When I think of investing in the stock market, I think of buying a stock with the intent of holding that stock in my portfolio for several years or more.

Therefore, the goal is to pick stocks that have a good chance at appreciating in value during that time frame, and preferably at a rate better than the overall market.

Unfortunately, there are few stock pickers that consistently beat the S&P 500 from year to year.  Studies have shown that the vast majority of mutual fund managers underperform the S&P 500 over the long run.

In fact, independent research firm conducted a study in 2010 that indicated that the average annualized investor return in U.S. mutual funds was 4.25%, compared to the S&P 500, which gained 8.21%. Not good!

And, most individual investors who buy stocks have trouble even beating the rate of inflation.

stock market trading

Why is this?

What many people don’t realize is that in any given year, it is a small minority of stocks that drive the rate of return on the major market averages.  Also, in the long run, many companies don’t generate much of rate of return at all, if any.

With that in mind, the odds are actually stacked against the individual investor.

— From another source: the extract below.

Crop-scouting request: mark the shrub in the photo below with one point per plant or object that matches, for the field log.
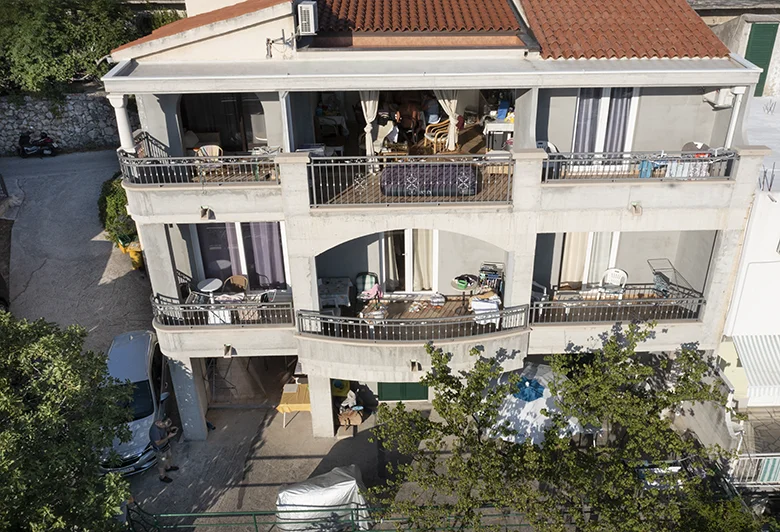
(112, 211)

Consider this…the mutual fund managers have all of the best information available at their disposal.  They have the best Wall Street analysts providing forecasts for individual companies, economists forecasting economic growth, and they even have access to the company executives for the stocks they are following.

Yet, their performance still tends to be weak.  So, why would an individual investor think they can do better with less information?  Many point to the success of Warren Buffett as a long term investor.  However, Buffett has not just bought individual stocks…he has used other instruments such as futures and warrants, along with preferred stock.  Furthermore, he’s been in a position to have a say over how a company should be managed.  He has also owned privately held companies as well.

With all this in mind, it is my opinion that the average person should forget about trying to pick stocks as long term investments.

Instead, the average individual who wants to speculate in the stock market as a secondary source of income should consider trading high momentum stocks.

This is not necessarily an easy endeavor either.  It requires having a detailed plan for trading, the discipline to stick with that plan even when times are bad, and a little bit of luck catching a couple nice trades as you start out, if you are starting with a small amount of capital.

Many people are skeptical that it is even possible to beat the S&P 500, given that most mutual fund managers are unable to do so.

However, individual investors have a huge advantage over these fund managers…your smaller portfolio means you can enter and exit positions far more nimbly than a fund manager can even dream.  Therefore, it is much easier to execute a specific trading plan without worrying about liquidity concerns.

It is possible to build enormous wealth trading stocks

Nicolas DarvasIn 1957 a professional dancer by the name of Nicolas Darvas had $50,000 in his trading account.  He had no computer and no TV with which to monitor the market.  His only tools were his weekly Barrons magazine and a telephone.  He received price quotes a couple days each week via cable when he was traveling overseas.

After a few years of study, Darvas had settled on a methodology for trading stocks wherein he focused on stocks that were moving up quickly in price with an accompanying increase in the volume of shares traded.

He simply waited for a pause in the uptrend, and then entered a long position when the stock resumed its uptrend.  He then exited the position when another, better opportunity came along, or when the stock trend showed significant signs that it was coming to an end.

This is one of the stocks that Darvas exploited with a trend following strategy he developed on his own.

By mid-1959, Darvas had run is $50,000 account to over $2 million through a combination of having a specific strategy for trading the leading stocks in the market, an appetite for risk and a bit of luck.  The market was very strong at that time, and Darvas was able to catch some very big winners.

Keep in mind, Darvas did have his share of losing trades during this time as well.  However, he tended to exit an initial position if it moved against him by $1 to $2 per share.  However, trades such as Lorillard, where he essentially doubled his investment within a few months, more than offset these small losing trades.

Final Thoughts

Darvas and other traders, such as Jesse Livermore, Richard Dennis, Ed Seykota, all of whom employed a trend following approach to trading stocks and commodities, have had a significant impact on many of today’s traders who are managing significant funds as hedge fund managers.

These traders do not concern themselves with the fundamentals of a company, but focus purely on price action.  This is an easier approach to employ because it requires no forecasting based upon analyzing a company’s business.

With this in mind, anyone interested in developing an alternative income stream through stock market speculation should consider trading in stocks, rather than investing.